A reticência dos estados em dar sua contrapartida pode ser explicada pela desconfiança relativa à precariedade do Sistema de Gestão, cuja responsabilidade também lhes cabe; por perceberem que os recursos arrecadados pelo pagamento das tarifas serão destinados à Conta Única da União ao invés de serem aplicados na sustentabilidade do projeto e, obviamente, pela cínica certeza de que o Governo Federal, para evitar desgastes políticos, não interromperá a entrega da água nos momentos críticos.

O PISF é, por todos esses aspectos, um projeto complexo e estima-se que já consumiu mais de 12 bilhões de reais em obras até o momento da parte do governo federal, já que há ainda obras complementares a serem implementadas. No aspecto estritamente físico, o projeto inclui 477 quilômetros de canais, túneis, barragens, comportas, estações elevatórias, sistema elétrico e de outros dispositivos acessórios, tudo a exigir excelência nos modelos de operação e manutenção (preditiva e preventiva), inclusive atenção para o aspecto de segurança dados os riscos de atos predatórios. Uma pane no sistema de bombeamento ou avarias graves nas estruturas de concreto, em razão da demora na sua recuperação, pode acarretar prejuízos inestimáveis à operação, com repercussões políticas negativas, sobretudo se tais ocorrências ocorrerem justamente em períodos críticos representados por uma seca severa na região beneficiada.

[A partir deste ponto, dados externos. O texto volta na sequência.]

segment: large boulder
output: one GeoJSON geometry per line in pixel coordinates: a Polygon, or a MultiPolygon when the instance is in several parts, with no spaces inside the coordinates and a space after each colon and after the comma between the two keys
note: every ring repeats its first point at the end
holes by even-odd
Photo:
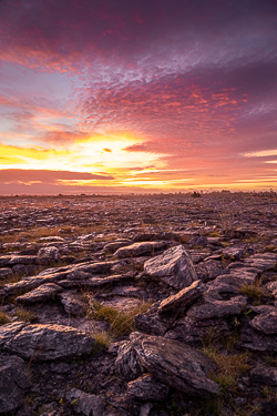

A sustentabilidade do PISF não se restringe obviamente a esses aspectos associados à operação e manutenção das estruturas físicas ou mesmo à falta de comparecimento financeiro dos estados beneficiados. O projeto também foi concebido e licenciado para oferecer, de um lado, a sinergia hídrica na perspectiva do uso racional das águas, e de outro lado, o alcance dos usos múltiplos da água, o saneamento ambiental e a recuperação e a conservação do solo na região beneficiada, na perspectiva de beneficiar o desenvolvimento regional-territorial sustentável. Isso tudo sem falar da importante consideração sobre a Bacia do Rio São Francisco, responsável pela oferta da água para o projeto, que carece de uma atenção específica nos aspectos da sustentabilidade hídrica e ambiental, o que nos obriga a evocar o protagonismo fundamental do Comitê dessa Bacia, também hoje enfraquecido pela crise que se abateu sobre todo o Sistema Nacional de Gestão dos Recursos Hídricos por irresponsabilidade e incompetência do governo que se foi. 

No caso da sinergia hídrica em particular, cabe esclarecer que o seu alcance significa repartir as vazões aos estados na pontualidade requerida e nos volumes adequados, considerando as características e condições dos corpos receptores (açudes) e a sua vulnerabilidade aos efeitos do fenômeno da evaporação da água, característico do semiárido, de modo a se evitar desperdício de água e custos desnecessários. A Fundação Cearense de Meteorologia e Recursos Hídricos – FUNCEME, em parceria com a ANA, desenvolveu um modelo operativo capaz de responder a essa necessidade, contudo, ao que consta, está inoperante.

Em suma, um Sistema de Gestão inconcluso e inefetivo, a inadimplência dos estados no pagamento das tarifas, uma operadora federal fragilizada e incapaz de dar conta cabalmente do seu papel, a inexistência de modelos robustos de operação e manutenção, a dificuldade da ANA, no presente momento, de cumprir com efetividade o seu papel regulatório e fiscalizador, tudo isso concorre para ameaçar a sustentabilidade do PISF e transformá-lo num enorme elefante-branco. Impõe-se, com urgência urgentíssima, um vigoroso freio de arrumação.